A Overall, side-view schematic of NEVACS configured for multi-angle imaging enhanced classification. Particles are subject to rolling by a sheath flow input above the main channel. B The classification confidence (obtained by the single-frame-activated sorter) using only one snapshot for both RBCs and spherocytes under typical imaging angles. 4000 biological replicates are performed, and data are presented as mean values ± SD. For these two types of particles, RBCs could be classified as RBC with relatively high confidence when a particular snapshot of RBCs (e.g., 90^∘) is fed, while spherocytes would be classified as RBC or spherocyte with nearly the same confidence when any snapshot of spherocytes is fed. This indicates great confusion in classifying the mixture of these two particles in the single-frame-activated sorter, which uses only one frame. C The dynamic trends of event count for the two particles rotating throughout the FOV. The event counts are greater in the squeezing region because particles have the highest velocity in this region. D Comparison of the classification results for the two particles by NEVACS and the single-frame-activated sorter.

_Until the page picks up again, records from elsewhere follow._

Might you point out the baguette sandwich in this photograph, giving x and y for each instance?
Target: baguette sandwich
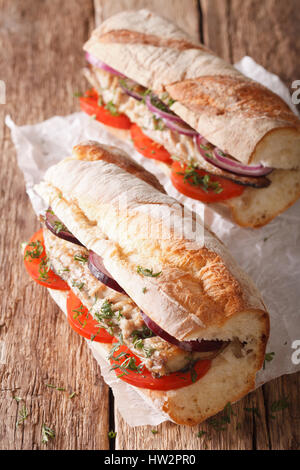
(223, 138)
(172, 312)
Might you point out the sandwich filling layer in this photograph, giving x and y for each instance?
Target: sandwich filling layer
(116, 312)
(181, 147)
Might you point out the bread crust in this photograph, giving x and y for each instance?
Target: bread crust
(233, 112)
(194, 404)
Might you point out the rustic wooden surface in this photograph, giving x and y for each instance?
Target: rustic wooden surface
(41, 59)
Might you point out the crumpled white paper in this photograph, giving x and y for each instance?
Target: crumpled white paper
(270, 255)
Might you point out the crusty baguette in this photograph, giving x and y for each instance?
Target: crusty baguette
(233, 112)
(255, 208)
(200, 293)
(228, 380)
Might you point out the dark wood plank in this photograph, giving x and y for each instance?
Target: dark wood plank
(41, 58)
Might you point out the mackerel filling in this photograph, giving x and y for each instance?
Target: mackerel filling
(124, 321)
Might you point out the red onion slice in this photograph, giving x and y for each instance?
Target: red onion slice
(98, 270)
(160, 109)
(217, 158)
(101, 65)
(128, 86)
(55, 225)
(180, 127)
(199, 346)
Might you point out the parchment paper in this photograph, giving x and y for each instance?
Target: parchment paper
(271, 255)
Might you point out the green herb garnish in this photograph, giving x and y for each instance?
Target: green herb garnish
(279, 405)
(253, 410)
(81, 258)
(78, 284)
(192, 177)
(22, 415)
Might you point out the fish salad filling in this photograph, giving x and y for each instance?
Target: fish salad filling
(181, 147)
(116, 312)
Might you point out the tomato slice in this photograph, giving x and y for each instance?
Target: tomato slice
(148, 147)
(89, 104)
(210, 189)
(83, 323)
(128, 367)
(35, 260)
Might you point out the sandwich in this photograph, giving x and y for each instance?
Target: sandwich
(170, 310)
(223, 138)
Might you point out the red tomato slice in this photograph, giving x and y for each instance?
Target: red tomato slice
(148, 147)
(35, 260)
(89, 104)
(142, 378)
(188, 187)
(83, 323)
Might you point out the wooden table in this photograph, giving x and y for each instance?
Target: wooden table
(41, 59)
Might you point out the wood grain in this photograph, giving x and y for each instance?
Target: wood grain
(268, 31)
(42, 41)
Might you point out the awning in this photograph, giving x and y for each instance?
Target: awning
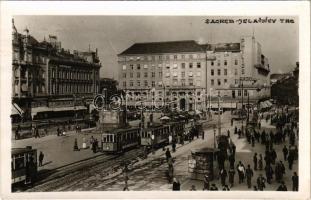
(69, 108)
(56, 109)
(16, 110)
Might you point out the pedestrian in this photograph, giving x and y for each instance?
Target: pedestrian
(260, 162)
(168, 154)
(231, 176)
(176, 184)
(193, 188)
(285, 152)
(239, 133)
(233, 149)
(295, 181)
(231, 160)
(206, 183)
(17, 132)
(75, 147)
(253, 139)
(223, 176)
(173, 146)
(249, 174)
(290, 160)
(282, 187)
(269, 173)
(213, 187)
(261, 182)
(225, 188)
(83, 143)
(241, 172)
(255, 161)
(58, 131)
(37, 132)
(41, 156)
(92, 140)
(273, 156)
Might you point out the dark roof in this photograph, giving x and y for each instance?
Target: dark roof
(163, 47)
(278, 76)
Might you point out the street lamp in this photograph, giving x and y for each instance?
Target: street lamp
(214, 137)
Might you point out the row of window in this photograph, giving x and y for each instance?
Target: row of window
(145, 83)
(167, 66)
(236, 62)
(168, 74)
(70, 88)
(165, 57)
(218, 81)
(72, 75)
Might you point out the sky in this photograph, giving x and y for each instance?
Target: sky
(113, 34)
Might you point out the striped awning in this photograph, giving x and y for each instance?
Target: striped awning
(16, 110)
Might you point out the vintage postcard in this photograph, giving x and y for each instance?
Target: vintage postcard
(116, 99)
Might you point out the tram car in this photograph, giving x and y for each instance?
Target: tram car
(157, 135)
(177, 129)
(23, 165)
(120, 140)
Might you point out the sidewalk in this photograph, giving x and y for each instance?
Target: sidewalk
(58, 150)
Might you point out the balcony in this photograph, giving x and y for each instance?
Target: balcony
(261, 69)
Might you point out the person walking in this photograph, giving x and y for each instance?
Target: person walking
(290, 160)
(225, 188)
(241, 172)
(261, 182)
(214, 187)
(176, 184)
(249, 174)
(206, 183)
(231, 176)
(231, 160)
(223, 176)
(285, 152)
(282, 187)
(260, 162)
(41, 156)
(295, 181)
(255, 161)
(168, 154)
(269, 173)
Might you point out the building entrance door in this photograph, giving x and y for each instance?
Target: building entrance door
(182, 104)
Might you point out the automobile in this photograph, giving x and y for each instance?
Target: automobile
(218, 111)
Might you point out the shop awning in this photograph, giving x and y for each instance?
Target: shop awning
(16, 110)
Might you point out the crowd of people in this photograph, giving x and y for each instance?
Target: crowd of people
(269, 166)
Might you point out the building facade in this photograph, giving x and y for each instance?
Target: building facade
(48, 80)
(189, 76)
(164, 73)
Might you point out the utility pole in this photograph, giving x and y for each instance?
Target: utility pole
(219, 119)
(242, 129)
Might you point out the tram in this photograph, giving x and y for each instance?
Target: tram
(155, 136)
(23, 165)
(117, 141)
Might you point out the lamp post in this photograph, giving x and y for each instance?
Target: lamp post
(214, 137)
(219, 120)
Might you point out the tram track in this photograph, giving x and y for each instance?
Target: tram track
(69, 175)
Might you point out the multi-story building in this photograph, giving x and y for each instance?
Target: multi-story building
(50, 81)
(189, 74)
(237, 70)
(161, 73)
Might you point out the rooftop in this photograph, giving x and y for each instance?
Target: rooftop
(163, 47)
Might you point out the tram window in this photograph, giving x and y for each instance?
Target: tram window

E The receiver operating characteristic (ROC) curves and area under the curve (AUC) of NEVACS and the single-frame-activated sorter in classifying the regular RBCs and spherocytes under all the spherocyte proportions.

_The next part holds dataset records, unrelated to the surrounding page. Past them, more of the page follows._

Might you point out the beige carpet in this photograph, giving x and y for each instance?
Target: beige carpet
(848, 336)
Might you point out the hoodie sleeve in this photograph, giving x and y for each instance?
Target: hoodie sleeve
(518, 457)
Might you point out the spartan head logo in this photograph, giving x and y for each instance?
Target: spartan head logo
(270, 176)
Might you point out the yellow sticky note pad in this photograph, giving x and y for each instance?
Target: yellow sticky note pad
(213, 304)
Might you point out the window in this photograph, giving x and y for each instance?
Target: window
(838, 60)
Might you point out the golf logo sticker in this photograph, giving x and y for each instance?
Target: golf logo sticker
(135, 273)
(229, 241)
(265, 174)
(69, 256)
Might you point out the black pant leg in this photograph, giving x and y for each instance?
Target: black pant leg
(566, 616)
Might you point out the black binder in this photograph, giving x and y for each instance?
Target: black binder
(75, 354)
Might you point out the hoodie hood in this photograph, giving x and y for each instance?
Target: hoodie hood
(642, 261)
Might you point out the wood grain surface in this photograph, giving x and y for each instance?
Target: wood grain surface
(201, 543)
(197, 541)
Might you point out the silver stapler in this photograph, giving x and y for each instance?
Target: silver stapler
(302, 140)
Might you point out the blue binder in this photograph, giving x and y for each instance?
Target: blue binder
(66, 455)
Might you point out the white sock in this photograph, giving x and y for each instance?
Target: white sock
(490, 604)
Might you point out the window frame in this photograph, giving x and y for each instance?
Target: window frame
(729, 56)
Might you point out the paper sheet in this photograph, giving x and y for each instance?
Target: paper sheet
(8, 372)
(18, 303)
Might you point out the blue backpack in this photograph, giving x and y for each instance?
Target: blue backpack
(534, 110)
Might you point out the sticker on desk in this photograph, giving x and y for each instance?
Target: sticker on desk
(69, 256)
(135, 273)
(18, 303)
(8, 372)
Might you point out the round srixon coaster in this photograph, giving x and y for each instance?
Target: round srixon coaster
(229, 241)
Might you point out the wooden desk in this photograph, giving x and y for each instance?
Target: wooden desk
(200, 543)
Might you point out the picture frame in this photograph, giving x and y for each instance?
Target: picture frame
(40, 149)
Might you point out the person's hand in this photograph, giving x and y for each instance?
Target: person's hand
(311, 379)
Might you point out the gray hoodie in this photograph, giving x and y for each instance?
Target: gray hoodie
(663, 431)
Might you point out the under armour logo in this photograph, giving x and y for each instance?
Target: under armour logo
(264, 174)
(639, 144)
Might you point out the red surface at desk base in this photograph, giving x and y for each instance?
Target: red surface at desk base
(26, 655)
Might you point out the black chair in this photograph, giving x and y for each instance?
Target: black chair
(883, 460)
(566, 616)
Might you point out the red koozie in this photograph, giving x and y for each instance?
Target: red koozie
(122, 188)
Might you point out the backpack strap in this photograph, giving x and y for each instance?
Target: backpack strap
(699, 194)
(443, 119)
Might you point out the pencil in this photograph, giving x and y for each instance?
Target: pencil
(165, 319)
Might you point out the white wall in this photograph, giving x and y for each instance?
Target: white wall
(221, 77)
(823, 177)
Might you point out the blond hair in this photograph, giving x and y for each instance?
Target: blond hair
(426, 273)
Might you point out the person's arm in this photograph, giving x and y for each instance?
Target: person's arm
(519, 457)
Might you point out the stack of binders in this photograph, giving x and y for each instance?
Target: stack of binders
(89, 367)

Fig. 5. FOV-splitting multi-channel bright-fluorescent spatiotemporal imaging and sorting of different particles.

A Side-view schematic of FOV-splitting multi-channel imaging via a single event camera. `F' and `OL' refer to the filter and optical lens, respectively. B The customized FOV-splitting F3 filter assembled with the photodiode (PD) sensor of the event camera. One-half of the PD sensor array images the fluorescent field, while the other half images the bright field. C Typical images of three particles in the fluorescent field, the field junction, and the bright field, where the red dotted line marks the bright-fluorescent field junction. Only the dead Hela cells could be seen in the fluorescent field. The experiment was repeated 20 times independently with similar results. D The detected event blobs in FOV-splitting NEVACS, where the red dotted line and black dotted line mark the bright-fluorescent-field junction and the boundary of the funnel-like microfluidic channel, respectively. The halo of emission light in a fluorescent field is recorded by the event camera due to its sensitivity to the intensity change, causing reduced image quality in fluorescence images. The experiment was repeated 20 times independently with similar results. E Representative dynamic trends of event count for different particles passing throughout the FOV. The event counts are greater in the squeezing region because particles have the highest velocity in this region. F Representative, bright-field, and fluorescent microscopic images of collected particles after sorting by the single-frame-activated sorter (top) and NEVACS (bottom) for the living Hela-dead Hela-bead mixture. The experiment was repeated 20 times independently with similar results. G Comparison of the control subsystem overall efficiency for FOV-splitting NEVACS and dual-sensor NEVACS. 20 biological replicates are performed, and data are presented as mean values ± SD.